94945_000_004Can you spell “embarrassed”? How about “proud”?
“Okay, I’m going to need your full name for these records. Last name?”
“Trent,” I answered, sounding a little cocky. I was proud of my last name. I had ancestors involved in all sorts of historical events. James Trent was one of the first men to found Virginia; there was the Council of Trent that reformed the Catholic Church; and there’s also a street in England bearing my last name. Trent. What a great name, I thought to myself as the secretary typed it.
“Jared,” I answered with even more pride. I had created a name for myself at school. I was the crazy kid, or—my personal favorite—“Ask Jared, he can answer anything.” I wondered if the secretary knew how wonderful my name was. She was, after all, typing it in bold print.
“M,” I answered as if the question wasn’t even worth an answer.
“Come on now, Jared. I need to know your middle name, not just your initial.”
Now was the hard part, disclosing my middle name. She wasn’t going to buy my middle initial trick.
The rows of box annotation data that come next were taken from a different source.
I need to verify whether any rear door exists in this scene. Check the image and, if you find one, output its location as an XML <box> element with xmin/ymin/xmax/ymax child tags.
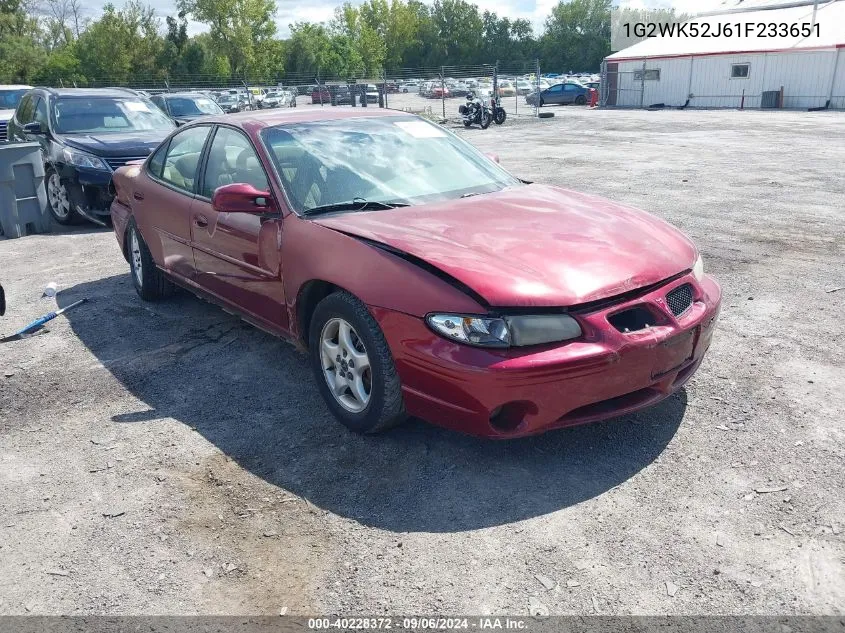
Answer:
<box><xmin>132</xmin><ymin>125</ymin><xmax>212</xmax><ymax>279</ymax></box>
<box><xmin>191</xmin><ymin>125</ymin><xmax>288</xmax><ymax>330</ymax></box>
<box><xmin>561</xmin><ymin>84</ymin><xmax>581</xmax><ymax>103</ymax></box>
<box><xmin>543</xmin><ymin>84</ymin><xmax>563</xmax><ymax>103</ymax></box>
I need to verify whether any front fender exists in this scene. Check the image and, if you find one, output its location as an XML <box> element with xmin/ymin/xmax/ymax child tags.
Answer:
<box><xmin>282</xmin><ymin>215</ymin><xmax>486</xmax><ymax>335</ymax></box>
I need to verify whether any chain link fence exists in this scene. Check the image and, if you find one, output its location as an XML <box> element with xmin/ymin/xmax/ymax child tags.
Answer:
<box><xmin>66</xmin><ymin>60</ymin><xmax>598</xmax><ymax>120</ymax></box>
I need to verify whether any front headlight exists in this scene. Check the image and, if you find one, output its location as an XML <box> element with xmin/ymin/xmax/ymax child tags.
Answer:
<box><xmin>426</xmin><ymin>314</ymin><xmax>581</xmax><ymax>347</ymax></box>
<box><xmin>62</xmin><ymin>147</ymin><xmax>109</xmax><ymax>171</ymax></box>
<box><xmin>692</xmin><ymin>255</ymin><xmax>704</xmax><ymax>281</ymax></box>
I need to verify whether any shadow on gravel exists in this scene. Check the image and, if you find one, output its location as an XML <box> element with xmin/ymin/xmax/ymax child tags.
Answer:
<box><xmin>64</xmin><ymin>274</ymin><xmax>686</xmax><ymax>532</ymax></box>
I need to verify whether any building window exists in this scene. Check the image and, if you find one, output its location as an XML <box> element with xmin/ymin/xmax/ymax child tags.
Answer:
<box><xmin>731</xmin><ymin>64</ymin><xmax>751</xmax><ymax>79</ymax></box>
<box><xmin>634</xmin><ymin>68</ymin><xmax>660</xmax><ymax>81</ymax></box>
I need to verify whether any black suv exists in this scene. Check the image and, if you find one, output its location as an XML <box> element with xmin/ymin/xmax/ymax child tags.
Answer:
<box><xmin>9</xmin><ymin>88</ymin><xmax>175</xmax><ymax>224</ymax></box>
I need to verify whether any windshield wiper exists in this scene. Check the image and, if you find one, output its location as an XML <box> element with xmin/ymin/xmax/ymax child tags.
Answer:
<box><xmin>305</xmin><ymin>198</ymin><xmax>410</xmax><ymax>215</ymax></box>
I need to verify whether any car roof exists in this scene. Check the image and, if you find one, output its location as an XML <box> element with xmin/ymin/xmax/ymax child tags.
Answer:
<box><xmin>37</xmin><ymin>86</ymin><xmax>140</xmax><ymax>97</ymax></box>
<box><xmin>203</xmin><ymin>107</ymin><xmax>408</xmax><ymax>130</ymax></box>
<box><xmin>161</xmin><ymin>92</ymin><xmax>213</xmax><ymax>99</ymax></box>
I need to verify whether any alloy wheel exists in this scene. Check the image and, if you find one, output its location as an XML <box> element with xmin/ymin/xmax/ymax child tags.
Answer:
<box><xmin>320</xmin><ymin>318</ymin><xmax>373</xmax><ymax>413</ymax></box>
<box><xmin>47</xmin><ymin>172</ymin><xmax>70</xmax><ymax>218</ymax></box>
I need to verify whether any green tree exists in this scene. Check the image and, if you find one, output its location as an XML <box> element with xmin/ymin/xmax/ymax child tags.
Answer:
<box><xmin>330</xmin><ymin>0</ymin><xmax>388</xmax><ymax>77</ymax></box>
<box><xmin>541</xmin><ymin>0</ymin><xmax>610</xmax><ymax>72</ymax></box>
<box><xmin>76</xmin><ymin>0</ymin><xmax>166</xmax><ymax>85</ymax></box>
<box><xmin>176</xmin><ymin>0</ymin><xmax>276</xmax><ymax>76</ymax></box>
<box><xmin>431</xmin><ymin>0</ymin><xmax>485</xmax><ymax>66</ymax></box>
<box><xmin>0</xmin><ymin>0</ymin><xmax>46</xmax><ymax>83</ymax></box>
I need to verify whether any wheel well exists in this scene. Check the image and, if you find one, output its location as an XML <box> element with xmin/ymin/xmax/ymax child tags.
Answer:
<box><xmin>123</xmin><ymin>222</ymin><xmax>132</xmax><ymax>264</ymax></box>
<box><xmin>296</xmin><ymin>279</ymin><xmax>342</xmax><ymax>347</ymax></box>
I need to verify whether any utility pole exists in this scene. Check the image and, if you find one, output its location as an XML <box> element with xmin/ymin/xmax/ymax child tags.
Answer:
<box><xmin>440</xmin><ymin>66</ymin><xmax>446</xmax><ymax>119</ymax></box>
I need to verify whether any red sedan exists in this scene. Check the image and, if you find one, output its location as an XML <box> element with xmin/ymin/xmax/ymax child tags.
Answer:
<box><xmin>111</xmin><ymin>109</ymin><xmax>721</xmax><ymax>438</ymax></box>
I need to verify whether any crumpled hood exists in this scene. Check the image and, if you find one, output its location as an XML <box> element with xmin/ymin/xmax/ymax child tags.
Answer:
<box><xmin>314</xmin><ymin>185</ymin><xmax>696</xmax><ymax>307</ymax></box>
<box><xmin>62</xmin><ymin>130</ymin><xmax>171</xmax><ymax>158</ymax></box>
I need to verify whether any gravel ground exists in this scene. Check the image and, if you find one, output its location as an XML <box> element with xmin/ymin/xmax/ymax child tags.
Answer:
<box><xmin>0</xmin><ymin>108</ymin><xmax>845</xmax><ymax>615</ymax></box>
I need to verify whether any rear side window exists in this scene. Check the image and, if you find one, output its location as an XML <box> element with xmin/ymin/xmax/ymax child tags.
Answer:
<box><xmin>161</xmin><ymin>125</ymin><xmax>211</xmax><ymax>193</ymax></box>
<box><xmin>34</xmin><ymin>97</ymin><xmax>50</xmax><ymax>131</ymax></box>
<box><xmin>16</xmin><ymin>95</ymin><xmax>35</xmax><ymax>125</ymax></box>
<box><xmin>147</xmin><ymin>138</ymin><xmax>170</xmax><ymax>178</ymax></box>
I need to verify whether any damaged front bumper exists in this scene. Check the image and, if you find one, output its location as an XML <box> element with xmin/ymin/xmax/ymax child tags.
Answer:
<box><xmin>56</xmin><ymin>165</ymin><xmax>114</xmax><ymax>226</ymax></box>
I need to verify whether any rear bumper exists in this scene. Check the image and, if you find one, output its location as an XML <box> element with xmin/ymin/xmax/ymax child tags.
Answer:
<box><xmin>372</xmin><ymin>275</ymin><xmax>721</xmax><ymax>438</ymax></box>
<box><xmin>111</xmin><ymin>199</ymin><xmax>130</xmax><ymax>261</ymax></box>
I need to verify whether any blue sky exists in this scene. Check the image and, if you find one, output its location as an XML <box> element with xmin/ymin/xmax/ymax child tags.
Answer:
<box><xmin>81</xmin><ymin>0</ymin><xmax>726</xmax><ymax>37</ymax></box>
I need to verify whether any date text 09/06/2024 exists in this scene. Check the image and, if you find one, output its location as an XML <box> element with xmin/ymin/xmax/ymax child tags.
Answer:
<box><xmin>308</xmin><ymin>617</ymin><xmax>528</xmax><ymax>631</ymax></box>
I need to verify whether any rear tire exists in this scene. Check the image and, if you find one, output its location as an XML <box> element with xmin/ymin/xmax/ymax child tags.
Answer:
<box><xmin>308</xmin><ymin>292</ymin><xmax>406</xmax><ymax>433</ymax></box>
<box><xmin>44</xmin><ymin>167</ymin><xmax>79</xmax><ymax>226</ymax></box>
<box><xmin>126</xmin><ymin>221</ymin><xmax>176</xmax><ymax>301</ymax></box>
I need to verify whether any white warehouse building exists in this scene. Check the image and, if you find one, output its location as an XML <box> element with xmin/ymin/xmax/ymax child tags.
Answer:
<box><xmin>601</xmin><ymin>0</ymin><xmax>845</xmax><ymax>109</ymax></box>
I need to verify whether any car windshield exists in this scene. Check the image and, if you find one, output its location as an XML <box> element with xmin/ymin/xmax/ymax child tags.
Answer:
<box><xmin>53</xmin><ymin>97</ymin><xmax>174</xmax><ymax>134</ymax></box>
<box><xmin>261</xmin><ymin>116</ymin><xmax>521</xmax><ymax>213</ymax></box>
<box><xmin>167</xmin><ymin>97</ymin><xmax>223</xmax><ymax>116</ymax></box>
<box><xmin>0</xmin><ymin>88</ymin><xmax>28</xmax><ymax>110</ymax></box>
I was trapped.
“Moroni,” I said quietly.
“Could you spell that for me.”
“M-O-R-O-N-I.” I was growing uneasy.
“Hmm, that’s an interesting middle name. Is it Italian?”
“No, it’s a religious name.”
“Odd, I don’t remember ever reading about any Moroni in the Bible. At any rate, let’s finish this so you can start work.”
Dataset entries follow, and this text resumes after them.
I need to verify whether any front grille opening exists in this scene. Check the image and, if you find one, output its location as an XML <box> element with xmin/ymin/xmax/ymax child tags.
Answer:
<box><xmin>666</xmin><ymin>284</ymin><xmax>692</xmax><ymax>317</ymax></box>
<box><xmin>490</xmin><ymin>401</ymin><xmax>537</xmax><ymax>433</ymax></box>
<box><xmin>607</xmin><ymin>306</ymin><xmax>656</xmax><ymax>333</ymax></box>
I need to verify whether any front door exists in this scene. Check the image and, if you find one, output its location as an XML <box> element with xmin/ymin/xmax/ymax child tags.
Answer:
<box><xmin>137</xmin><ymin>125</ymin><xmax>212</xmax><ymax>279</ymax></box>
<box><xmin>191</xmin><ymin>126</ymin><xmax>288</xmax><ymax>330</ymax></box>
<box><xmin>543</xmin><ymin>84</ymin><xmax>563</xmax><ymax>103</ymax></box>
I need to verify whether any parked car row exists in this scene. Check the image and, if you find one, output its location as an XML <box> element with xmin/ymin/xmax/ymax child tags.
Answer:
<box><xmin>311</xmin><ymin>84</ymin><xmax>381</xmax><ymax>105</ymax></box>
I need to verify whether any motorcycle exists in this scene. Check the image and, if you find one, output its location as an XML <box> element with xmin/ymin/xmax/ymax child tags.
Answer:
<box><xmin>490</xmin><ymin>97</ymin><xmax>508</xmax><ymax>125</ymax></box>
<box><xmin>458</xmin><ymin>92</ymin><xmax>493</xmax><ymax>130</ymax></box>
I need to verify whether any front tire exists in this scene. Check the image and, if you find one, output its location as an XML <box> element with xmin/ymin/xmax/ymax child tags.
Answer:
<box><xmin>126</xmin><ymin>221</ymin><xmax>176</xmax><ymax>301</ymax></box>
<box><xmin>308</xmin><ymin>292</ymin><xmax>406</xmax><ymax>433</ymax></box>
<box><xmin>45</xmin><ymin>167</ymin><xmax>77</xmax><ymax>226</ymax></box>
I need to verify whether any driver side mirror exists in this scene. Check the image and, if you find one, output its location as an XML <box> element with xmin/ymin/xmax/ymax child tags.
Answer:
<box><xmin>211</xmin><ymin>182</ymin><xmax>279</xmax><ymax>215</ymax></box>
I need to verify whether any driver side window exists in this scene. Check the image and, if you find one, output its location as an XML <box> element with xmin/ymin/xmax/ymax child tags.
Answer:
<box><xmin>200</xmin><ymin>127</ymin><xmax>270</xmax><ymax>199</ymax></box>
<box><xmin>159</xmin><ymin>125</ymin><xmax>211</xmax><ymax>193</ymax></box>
I didn’t know then why I was embarrassed by the name. It just seemed so odd to me. No one I knew, not even any of the people in my ward, had a name from the Book of Mormon. I remember once receiving a letter addressed to Jared Moron Trent. One slip of the computer, leaving off the last letter, and I was Moron.
Then, one day in seminary, my teacher asked us if we had ever read about Captain Moroni. I knew who the Angel Moroni is—the one whose statue stands on top of the temples. But I had never read the Book of Mormon, and so I had never heard of this captain guy. All I knew was that he shared my name. Then my teacher told us about the bravery and brilliance of Captain Moroni. He had invented armor for his soldiers at a time when armor wasn’t heard of. He protected entire cities and used military techniques far more advanced than some used today. He was a genius. I kept reading.
The next day my teacher asked the class if anyone knew what my middle name was. Most didn’t because I hadn’t told many people. Then she asked me to tell the class. After I did she explained that my parents had named me with an unusual name to help them share the gospel. In Saudi Arabia, where I was born, it is illegal to discuss other religions unless people ask about them. So my parents had named me, hoping that people would question the origin of my name and that would lead them to discuss the Church. I was completely surprised. I hadn’t known I had been a missionary when I was born. I was not only named after a great general, but the angel that helped to restore the gospel.
I no longer wanted to hide my middle name. I realized that the importance and nobility of it far surpassed my first and last names. I say it now with pride, explaining to people the origin of it, and why it’s such a wonderful name. I no longer think of it as one letter away from meaning idiot, but as one step away from achieving celestial glory, as the two Moronis of old did. I only hope that I might live up to its greatness.